You have done the décor of your stores and you even did the interiors for the Cinema Suite at 51 Buckingham Gate, Taj Suites and Residencies, London. How much does real estate interest you?
I have always found real estate very exciting. Whenever I used to work on a film, apart from the clothes, I used to get interested in the art direction as well. Although fashion was what I began doing first, and got famous for, I don’t believe my real talent lies in clothing — my real love is real estate, and it excites me a lot. I always do different things because if you keep doing diverse things, it enriches your fashion experience as well. Also, I am a person who gets bored easily so I need new challenges to constantly stimulate my mind. The London suite that I designed got tremendous coverage in the London press and a very positive response. I enjoyed doing it immensely. Although it was interiors, I designed it with a craft point of view.

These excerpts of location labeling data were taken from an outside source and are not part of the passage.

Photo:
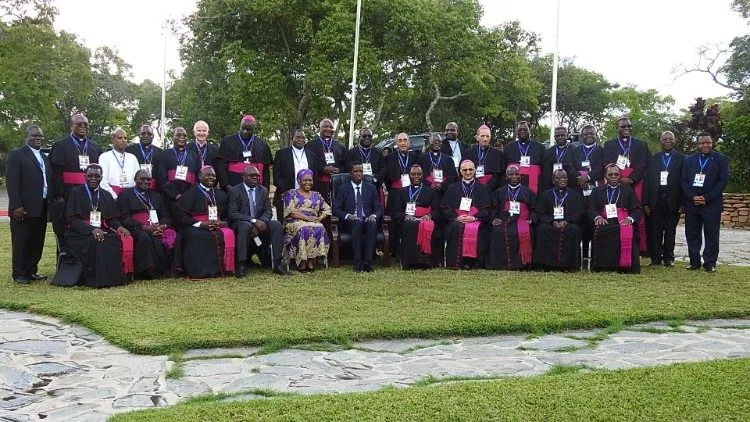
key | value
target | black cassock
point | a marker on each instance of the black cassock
(427, 202)
(511, 241)
(151, 254)
(102, 262)
(559, 247)
(606, 246)
(199, 252)
(454, 232)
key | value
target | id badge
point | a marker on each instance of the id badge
(181, 173)
(213, 213)
(622, 162)
(83, 161)
(95, 219)
(611, 210)
(153, 218)
(514, 208)
(411, 208)
(700, 178)
(663, 179)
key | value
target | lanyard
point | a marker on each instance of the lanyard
(559, 201)
(666, 162)
(144, 198)
(413, 196)
(703, 163)
(146, 157)
(91, 201)
(611, 195)
(77, 143)
(181, 161)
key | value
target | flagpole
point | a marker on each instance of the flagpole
(553, 101)
(354, 75)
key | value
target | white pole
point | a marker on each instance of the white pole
(162, 122)
(553, 101)
(354, 75)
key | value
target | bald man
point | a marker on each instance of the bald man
(662, 200)
(118, 166)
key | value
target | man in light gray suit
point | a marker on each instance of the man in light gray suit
(250, 217)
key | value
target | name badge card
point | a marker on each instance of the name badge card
(663, 178)
(153, 218)
(700, 178)
(181, 173)
(611, 210)
(622, 162)
(515, 208)
(213, 213)
(83, 161)
(95, 219)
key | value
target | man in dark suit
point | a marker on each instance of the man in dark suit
(249, 210)
(358, 207)
(287, 163)
(29, 181)
(705, 174)
(662, 200)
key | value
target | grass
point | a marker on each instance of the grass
(340, 307)
(715, 391)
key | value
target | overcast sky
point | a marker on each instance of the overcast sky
(637, 42)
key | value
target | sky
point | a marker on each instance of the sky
(638, 42)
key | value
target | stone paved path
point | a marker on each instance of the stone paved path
(55, 371)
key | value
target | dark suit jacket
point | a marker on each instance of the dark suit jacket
(25, 182)
(653, 180)
(238, 206)
(345, 201)
(283, 169)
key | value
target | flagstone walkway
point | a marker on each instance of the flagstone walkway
(55, 371)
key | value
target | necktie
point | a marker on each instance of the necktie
(358, 200)
(251, 200)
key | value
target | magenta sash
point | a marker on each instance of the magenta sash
(425, 229)
(638, 188)
(228, 242)
(524, 232)
(532, 172)
(74, 177)
(626, 238)
(240, 166)
(471, 234)
(189, 179)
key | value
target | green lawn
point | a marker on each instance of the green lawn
(341, 306)
(715, 391)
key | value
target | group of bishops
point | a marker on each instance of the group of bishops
(204, 210)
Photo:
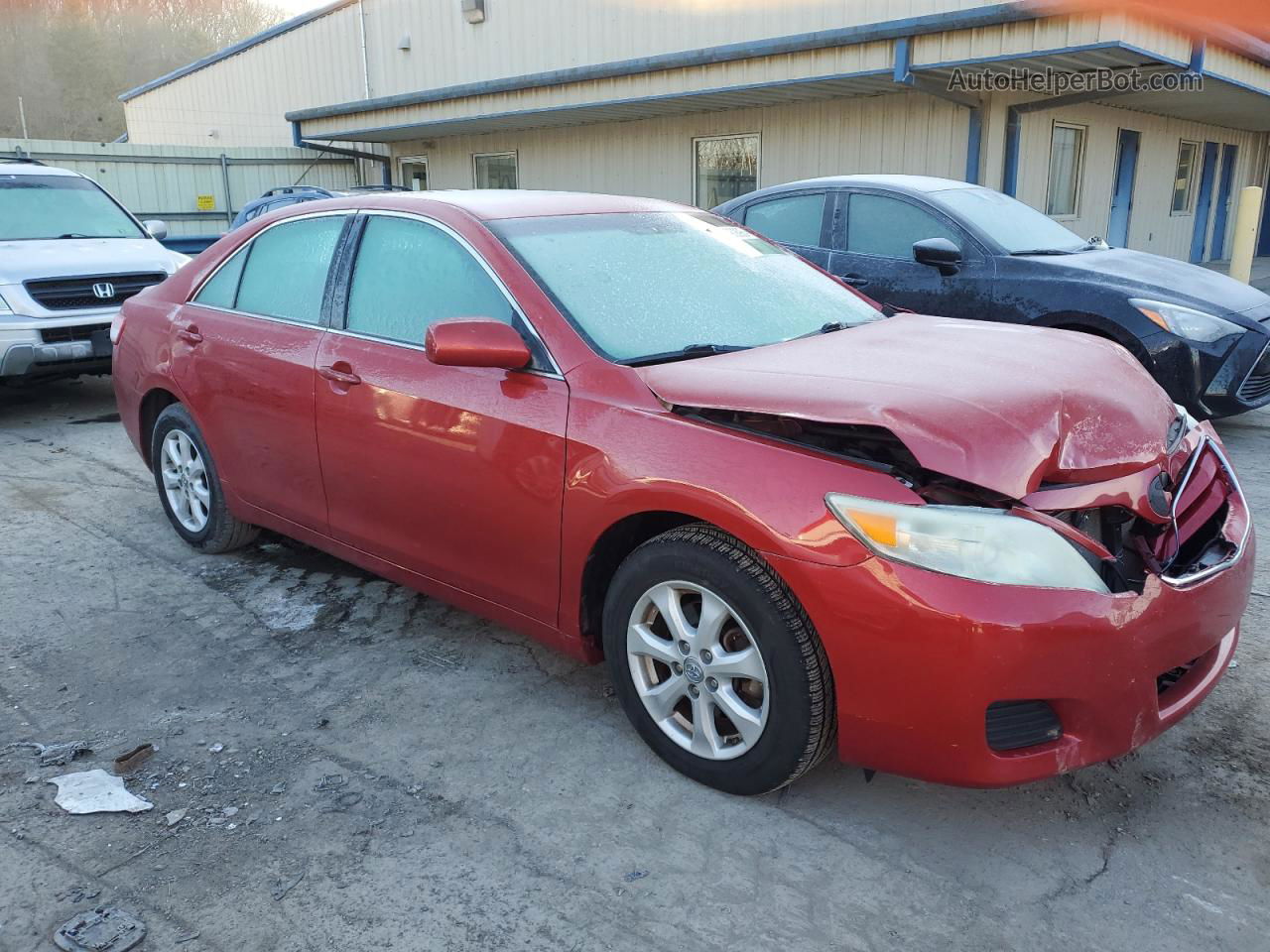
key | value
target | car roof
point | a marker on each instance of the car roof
(21, 168)
(489, 204)
(905, 184)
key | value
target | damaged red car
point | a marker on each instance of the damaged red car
(968, 552)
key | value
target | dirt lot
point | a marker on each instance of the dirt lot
(366, 769)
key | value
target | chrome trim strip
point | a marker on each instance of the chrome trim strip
(1236, 490)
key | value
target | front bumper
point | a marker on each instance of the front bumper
(59, 347)
(919, 657)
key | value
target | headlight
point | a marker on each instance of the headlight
(987, 544)
(1185, 322)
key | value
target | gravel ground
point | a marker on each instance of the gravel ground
(362, 767)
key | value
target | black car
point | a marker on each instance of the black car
(947, 248)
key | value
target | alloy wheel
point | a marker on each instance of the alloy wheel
(698, 670)
(185, 481)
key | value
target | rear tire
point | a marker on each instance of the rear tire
(190, 488)
(716, 664)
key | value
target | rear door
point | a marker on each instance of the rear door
(798, 220)
(243, 353)
(874, 235)
(452, 472)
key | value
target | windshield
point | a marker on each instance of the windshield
(59, 206)
(1007, 221)
(644, 285)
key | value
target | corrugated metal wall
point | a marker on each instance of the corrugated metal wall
(1152, 226)
(905, 132)
(166, 181)
(534, 36)
(243, 99)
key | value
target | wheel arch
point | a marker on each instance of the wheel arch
(154, 403)
(610, 548)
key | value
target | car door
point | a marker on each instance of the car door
(453, 472)
(801, 221)
(874, 235)
(243, 352)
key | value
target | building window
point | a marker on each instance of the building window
(414, 173)
(494, 171)
(722, 168)
(1184, 179)
(1066, 158)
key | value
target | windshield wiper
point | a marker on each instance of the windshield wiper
(689, 353)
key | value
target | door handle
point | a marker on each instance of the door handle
(347, 377)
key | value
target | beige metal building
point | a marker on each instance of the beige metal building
(697, 100)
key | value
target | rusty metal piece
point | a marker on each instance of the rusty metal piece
(131, 761)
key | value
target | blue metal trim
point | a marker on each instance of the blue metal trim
(285, 27)
(974, 145)
(1199, 46)
(362, 134)
(1052, 51)
(302, 143)
(1010, 175)
(903, 61)
(989, 16)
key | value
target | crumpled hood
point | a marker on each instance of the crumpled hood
(64, 258)
(998, 405)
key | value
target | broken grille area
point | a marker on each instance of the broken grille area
(75, 294)
(1194, 539)
(1256, 386)
(1012, 725)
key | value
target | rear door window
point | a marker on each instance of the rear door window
(792, 220)
(884, 226)
(287, 267)
(221, 291)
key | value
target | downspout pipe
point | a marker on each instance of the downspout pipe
(302, 143)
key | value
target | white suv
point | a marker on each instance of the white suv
(68, 257)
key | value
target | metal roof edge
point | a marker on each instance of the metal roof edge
(243, 45)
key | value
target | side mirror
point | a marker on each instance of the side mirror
(476, 341)
(938, 253)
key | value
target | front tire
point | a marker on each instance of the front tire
(716, 664)
(190, 488)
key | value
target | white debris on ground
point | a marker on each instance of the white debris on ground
(95, 792)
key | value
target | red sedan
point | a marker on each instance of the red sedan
(969, 552)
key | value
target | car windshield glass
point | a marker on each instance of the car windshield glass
(59, 206)
(1007, 221)
(638, 286)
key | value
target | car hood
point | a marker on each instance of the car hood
(1002, 407)
(1164, 280)
(64, 258)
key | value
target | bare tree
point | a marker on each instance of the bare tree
(70, 59)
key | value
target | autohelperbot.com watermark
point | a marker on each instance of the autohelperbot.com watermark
(1051, 81)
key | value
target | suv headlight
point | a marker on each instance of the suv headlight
(985, 544)
(1187, 322)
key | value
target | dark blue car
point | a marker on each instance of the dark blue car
(947, 248)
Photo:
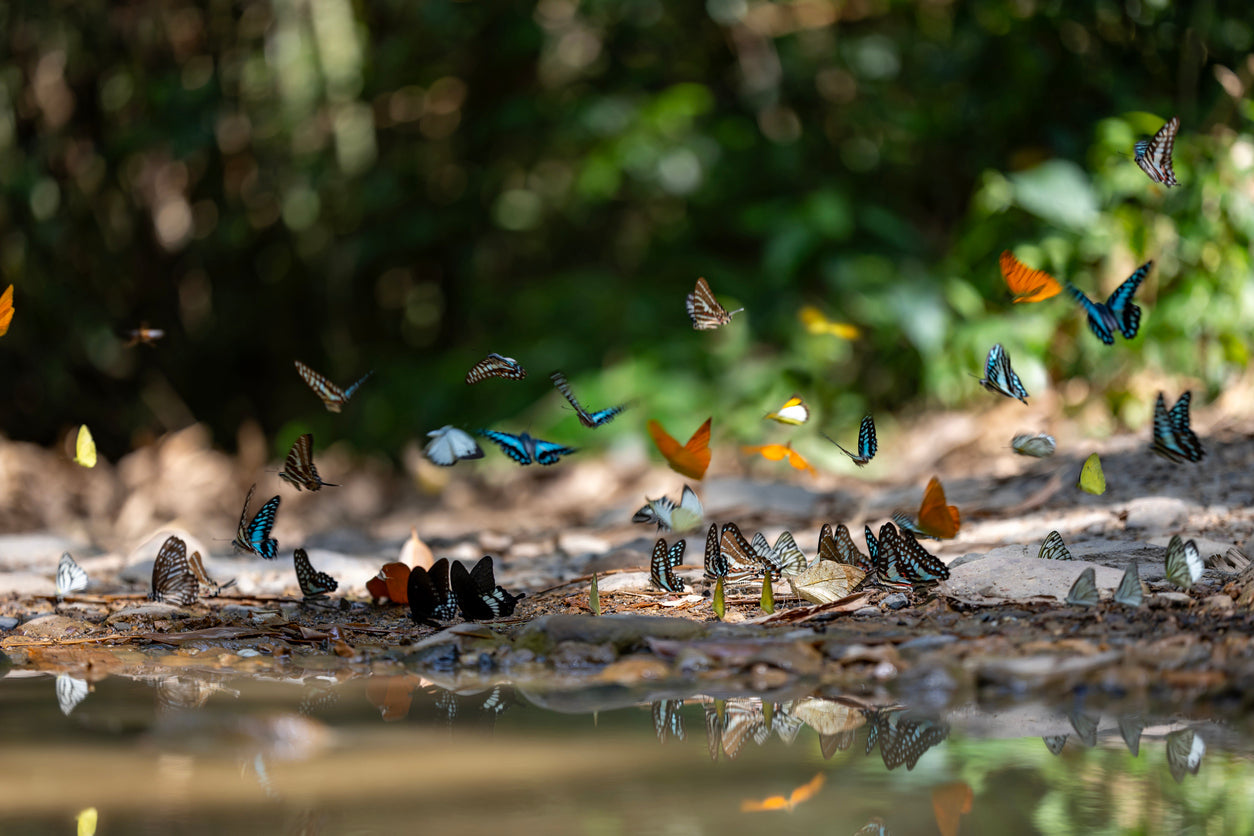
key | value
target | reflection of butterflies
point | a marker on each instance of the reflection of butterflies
(705, 310)
(1154, 156)
(449, 445)
(314, 583)
(524, 449)
(1027, 285)
(495, 366)
(867, 444)
(1000, 377)
(586, 417)
(1119, 312)
(1173, 439)
(332, 396)
(255, 535)
(299, 468)
(691, 459)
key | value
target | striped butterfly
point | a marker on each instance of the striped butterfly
(1000, 377)
(255, 535)
(661, 567)
(1119, 312)
(314, 583)
(867, 444)
(705, 311)
(495, 366)
(70, 577)
(1173, 438)
(299, 468)
(173, 579)
(587, 419)
(1154, 156)
(332, 396)
(524, 449)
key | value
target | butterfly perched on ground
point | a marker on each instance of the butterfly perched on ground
(1000, 377)
(299, 468)
(524, 449)
(70, 577)
(937, 519)
(867, 443)
(495, 366)
(1119, 312)
(1027, 285)
(255, 535)
(661, 567)
(587, 419)
(314, 583)
(1154, 156)
(173, 579)
(478, 595)
(705, 311)
(332, 396)
(691, 459)
(1173, 438)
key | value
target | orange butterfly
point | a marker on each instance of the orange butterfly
(776, 451)
(1027, 285)
(691, 459)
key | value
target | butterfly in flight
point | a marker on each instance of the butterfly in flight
(524, 449)
(1154, 156)
(1173, 439)
(1027, 285)
(495, 366)
(332, 396)
(705, 311)
(1119, 312)
(587, 419)
(867, 443)
(1000, 377)
(691, 459)
(255, 535)
(299, 468)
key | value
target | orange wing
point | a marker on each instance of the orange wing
(1027, 285)
(690, 460)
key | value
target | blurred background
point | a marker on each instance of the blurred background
(404, 187)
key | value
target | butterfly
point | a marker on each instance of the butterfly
(173, 579)
(661, 567)
(332, 396)
(1173, 439)
(794, 411)
(70, 577)
(524, 449)
(937, 519)
(1154, 156)
(1092, 480)
(1038, 446)
(255, 535)
(430, 597)
(1027, 285)
(1084, 592)
(299, 468)
(478, 595)
(1000, 377)
(1119, 312)
(705, 311)
(1184, 562)
(867, 444)
(314, 583)
(495, 366)
(587, 419)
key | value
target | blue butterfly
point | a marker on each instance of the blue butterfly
(1119, 312)
(255, 535)
(524, 449)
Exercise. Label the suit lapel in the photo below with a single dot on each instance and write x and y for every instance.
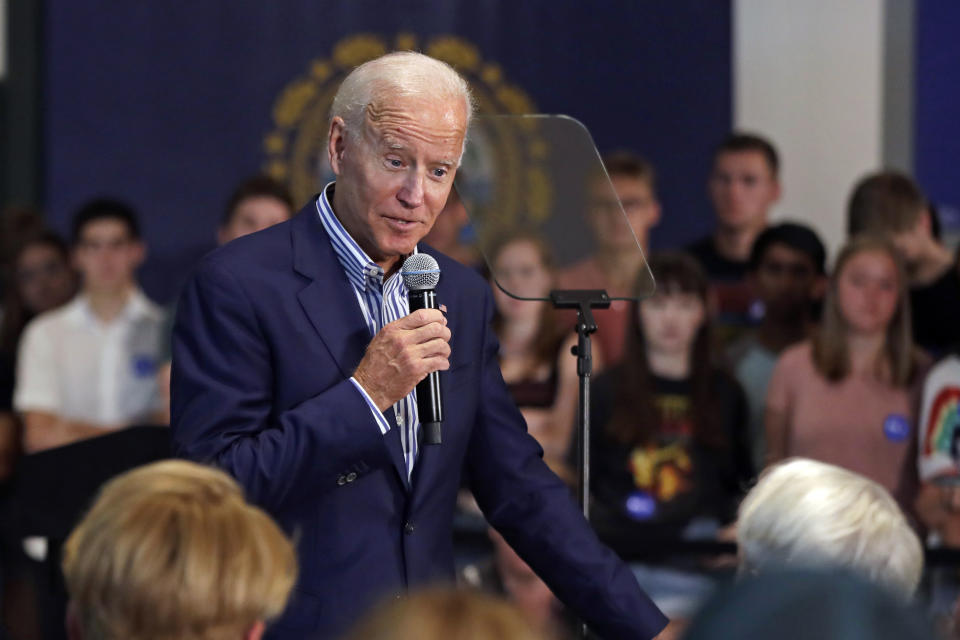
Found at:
(330, 303)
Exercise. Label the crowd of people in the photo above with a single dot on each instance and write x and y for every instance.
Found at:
(836, 388)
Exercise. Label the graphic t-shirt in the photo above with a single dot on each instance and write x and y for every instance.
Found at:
(654, 489)
(939, 432)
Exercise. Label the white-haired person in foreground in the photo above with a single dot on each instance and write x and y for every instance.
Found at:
(172, 550)
(804, 513)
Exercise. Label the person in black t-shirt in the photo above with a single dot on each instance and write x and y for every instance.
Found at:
(744, 185)
(890, 204)
(669, 440)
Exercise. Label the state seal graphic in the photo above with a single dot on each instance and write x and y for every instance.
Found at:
(506, 160)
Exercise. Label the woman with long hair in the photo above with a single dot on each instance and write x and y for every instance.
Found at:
(847, 396)
(535, 356)
(669, 440)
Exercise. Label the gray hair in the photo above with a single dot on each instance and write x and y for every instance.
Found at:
(402, 73)
(807, 513)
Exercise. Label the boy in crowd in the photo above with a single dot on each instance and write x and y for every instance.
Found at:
(744, 185)
(889, 203)
(617, 261)
(89, 367)
(787, 273)
(257, 203)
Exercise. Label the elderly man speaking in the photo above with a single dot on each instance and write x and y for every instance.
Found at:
(295, 361)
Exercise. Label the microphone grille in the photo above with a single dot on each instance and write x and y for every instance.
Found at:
(420, 271)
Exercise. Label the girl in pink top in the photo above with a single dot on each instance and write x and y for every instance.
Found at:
(847, 396)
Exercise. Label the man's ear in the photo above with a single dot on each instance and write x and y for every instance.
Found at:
(256, 631)
(777, 190)
(139, 251)
(336, 144)
(819, 288)
(72, 622)
(925, 223)
(655, 214)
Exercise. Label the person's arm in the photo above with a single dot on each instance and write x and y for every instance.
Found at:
(43, 430)
(777, 414)
(222, 399)
(535, 512)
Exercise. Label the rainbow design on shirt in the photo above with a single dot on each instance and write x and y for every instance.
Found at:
(943, 425)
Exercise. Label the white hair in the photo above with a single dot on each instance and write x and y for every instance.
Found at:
(402, 73)
(808, 513)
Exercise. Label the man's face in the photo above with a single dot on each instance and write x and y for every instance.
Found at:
(394, 174)
(912, 243)
(742, 189)
(639, 205)
(253, 214)
(107, 256)
(787, 282)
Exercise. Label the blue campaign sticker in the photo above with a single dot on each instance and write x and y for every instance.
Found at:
(896, 427)
(641, 505)
(144, 365)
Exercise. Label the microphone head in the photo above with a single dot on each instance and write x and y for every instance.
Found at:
(420, 271)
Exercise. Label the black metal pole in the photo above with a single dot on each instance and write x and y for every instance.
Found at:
(584, 301)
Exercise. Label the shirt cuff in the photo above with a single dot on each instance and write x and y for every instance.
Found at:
(377, 414)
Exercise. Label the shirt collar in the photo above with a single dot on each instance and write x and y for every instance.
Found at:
(360, 268)
(137, 306)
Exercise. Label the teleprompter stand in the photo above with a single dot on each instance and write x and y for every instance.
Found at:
(584, 301)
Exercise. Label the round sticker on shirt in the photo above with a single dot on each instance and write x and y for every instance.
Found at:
(144, 365)
(641, 505)
(896, 427)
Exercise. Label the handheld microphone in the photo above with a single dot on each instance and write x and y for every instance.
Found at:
(421, 273)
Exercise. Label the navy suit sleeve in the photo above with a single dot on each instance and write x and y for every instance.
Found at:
(222, 408)
(535, 513)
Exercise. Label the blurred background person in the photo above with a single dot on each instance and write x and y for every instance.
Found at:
(847, 396)
(787, 275)
(90, 366)
(744, 185)
(616, 260)
(535, 357)
(42, 280)
(256, 203)
(890, 204)
(508, 576)
(669, 450)
(938, 502)
(503, 573)
(451, 234)
(172, 550)
(800, 604)
(17, 223)
(445, 614)
(808, 514)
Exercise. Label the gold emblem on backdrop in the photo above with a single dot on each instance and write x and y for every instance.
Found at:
(506, 159)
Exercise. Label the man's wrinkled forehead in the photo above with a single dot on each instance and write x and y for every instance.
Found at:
(393, 121)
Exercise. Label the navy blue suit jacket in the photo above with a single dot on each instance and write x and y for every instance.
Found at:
(267, 334)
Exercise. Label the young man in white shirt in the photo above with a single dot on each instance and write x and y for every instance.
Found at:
(90, 366)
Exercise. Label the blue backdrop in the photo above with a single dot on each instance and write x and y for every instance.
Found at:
(168, 104)
(937, 109)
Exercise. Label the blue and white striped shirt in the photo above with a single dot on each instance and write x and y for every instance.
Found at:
(380, 303)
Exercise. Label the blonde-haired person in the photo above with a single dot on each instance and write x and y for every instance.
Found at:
(848, 396)
(445, 614)
(170, 551)
(808, 514)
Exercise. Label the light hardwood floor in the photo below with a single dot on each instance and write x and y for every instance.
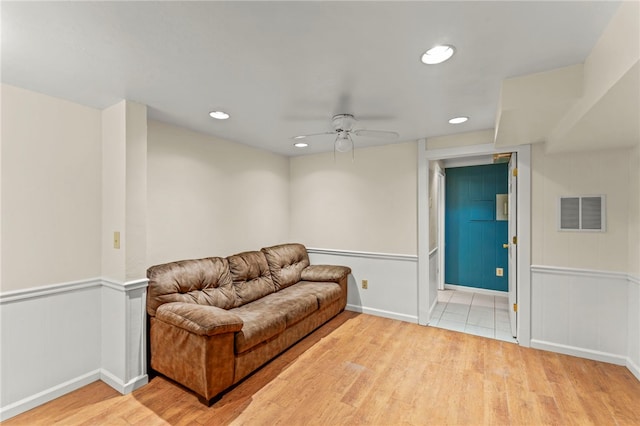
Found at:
(361, 369)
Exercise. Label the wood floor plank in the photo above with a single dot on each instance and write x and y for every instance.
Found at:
(360, 369)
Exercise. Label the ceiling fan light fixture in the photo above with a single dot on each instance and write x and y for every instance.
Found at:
(458, 120)
(219, 115)
(438, 54)
(343, 143)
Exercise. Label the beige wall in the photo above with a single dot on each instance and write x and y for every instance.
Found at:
(634, 212)
(587, 173)
(367, 205)
(51, 190)
(208, 197)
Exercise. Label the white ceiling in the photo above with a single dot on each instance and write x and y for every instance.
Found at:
(285, 68)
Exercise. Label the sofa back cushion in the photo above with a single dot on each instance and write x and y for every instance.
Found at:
(251, 276)
(202, 281)
(286, 262)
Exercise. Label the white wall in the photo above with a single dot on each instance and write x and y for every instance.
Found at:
(58, 328)
(585, 286)
(581, 173)
(51, 190)
(364, 213)
(367, 205)
(209, 197)
(51, 217)
(634, 212)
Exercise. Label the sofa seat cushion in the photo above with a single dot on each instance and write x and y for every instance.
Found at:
(325, 292)
(271, 315)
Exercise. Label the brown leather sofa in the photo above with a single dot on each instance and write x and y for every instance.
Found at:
(214, 321)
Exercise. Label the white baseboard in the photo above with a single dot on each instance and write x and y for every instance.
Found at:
(119, 385)
(579, 352)
(385, 314)
(47, 395)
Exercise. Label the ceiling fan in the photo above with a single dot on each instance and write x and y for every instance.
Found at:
(343, 128)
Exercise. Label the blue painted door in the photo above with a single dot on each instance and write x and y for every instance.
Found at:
(473, 237)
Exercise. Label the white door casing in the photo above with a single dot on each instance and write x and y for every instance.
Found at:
(513, 246)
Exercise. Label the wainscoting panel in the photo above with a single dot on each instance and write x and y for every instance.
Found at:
(633, 351)
(583, 313)
(50, 343)
(58, 338)
(392, 281)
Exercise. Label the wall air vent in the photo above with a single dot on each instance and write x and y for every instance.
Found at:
(581, 213)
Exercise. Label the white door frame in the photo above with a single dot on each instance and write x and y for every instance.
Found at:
(426, 294)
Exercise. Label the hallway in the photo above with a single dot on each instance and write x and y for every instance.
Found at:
(473, 313)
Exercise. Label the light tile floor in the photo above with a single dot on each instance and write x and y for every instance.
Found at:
(473, 313)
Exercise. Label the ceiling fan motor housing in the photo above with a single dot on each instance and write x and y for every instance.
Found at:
(343, 122)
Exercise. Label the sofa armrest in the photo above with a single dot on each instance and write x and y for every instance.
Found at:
(199, 319)
(325, 273)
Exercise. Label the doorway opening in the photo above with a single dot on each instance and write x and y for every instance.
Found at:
(506, 311)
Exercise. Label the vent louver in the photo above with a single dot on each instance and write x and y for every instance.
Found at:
(581, 213)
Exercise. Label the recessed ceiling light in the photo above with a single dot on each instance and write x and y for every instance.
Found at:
(458, 120)
(219, 115)
(438, 54)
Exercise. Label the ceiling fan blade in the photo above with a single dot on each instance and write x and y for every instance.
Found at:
(376, 133)
(311, 135)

You made clothes for curvy women at a time when most were designing for tall, thin model-like figures. Was it a conscious decision to tread differently?
I’ve always lived in reality and hence my approach has always been very realistic. I’m a simple, middle-class boy, and I don’t live in fantasy. Thus I made clothes that real people could wear.
You work, extensively with Indian fabrics and use traditional crafts in your designs. You have mentioned previously that these fabrics appeal to you. Any other reason for using the same?
I’m happy that my work is creating employment. When I entered the industry, I didn’t enter it only for fashion, but also because I wanted to create employment. Through the designs I create, I have been able to employ many artisans, printers, craftspeople at the grassroots level and that gives me happiness.
You once said that you would like to open a restaurant in the city, any progress on that front?
Right now, I haven’t decided anything on those lines. It’s definitely on my wish list but I haven’t started acting upon it just yet.
Next is a long holiday. I have been working very hard for a-year-and-a-half so I really feel the need to travel now and bring out more ideas. My design sensibilities and my creativity is always an offshoot of my travels, so I need to keep undertaking that.